Within its own Scope 1 and 2 facilities, energy use increased 47 percent in 2024, as the company expanded warehouse and logistics capacity globally. The company said it is moving to more solar power to curb emissions from energy use.
The report also showed a shift in Shein’s material sourcing. Polyester now accounts for 81.5 percent of all materials used, up from 75.7 percent in 2023. Meanwhile, cotton dropped from 9.9 to 6.7 percent, and viscose from 8 to 4.6 percent. Of the polyester used, only 6 percent is recycled.
To meet its sustainability goals, Shein is betting on growth in textile-to-textile recycling. The company said it is “working hard to ramp up textile-to-textile recycling capacities” but that the majority of its recycled polyester now comes from PET plastic bottles.
On the waste-reduction front, Shein launched a fully automated fabric calculation system, designed to minimize excess in production. The company said it repurposed 40 tons of leftover fabric into tote bags and scrunchies, or downcycled into pipe insulation.
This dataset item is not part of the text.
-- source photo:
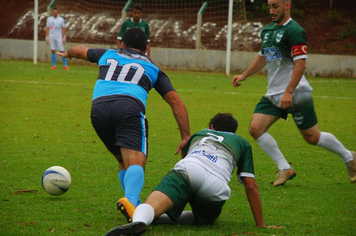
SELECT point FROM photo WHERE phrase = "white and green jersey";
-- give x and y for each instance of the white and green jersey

Still, it acknowledged that recycling infrastructure remains “nascent” globally and that scaling circular fashion requires collaboration with other brands, policymakers and recyclers.
Shein emphasized the need for circular solutions, much of that focused on resale and secondhand sales of its own branded items. The company’s Shein Exchange platform, launched in the U.S. in 2022, was rolled out to France, Germany, and the U.K. last year.
The addition of European territories boosted membership to 6.78 million users, up from 4.2 million in 2023. More than 297,000 secondhand items were listed by more than 148,000 unique sellers. In the newly added markets, usage rates ranged from 25 to 33 percent, the company said.
In Paris, Tang did not address “dupe culture” but said the company uses AI tools to detect and remove counterfeit items. In its report, Shein highlighted its Shein x Creator Program, which supports independent designers. The company said it paid $2.6 million in commissions to 5,300 creators in 2024, and $12 million total since the program launched in 2021. Participating designers retain their copyrights.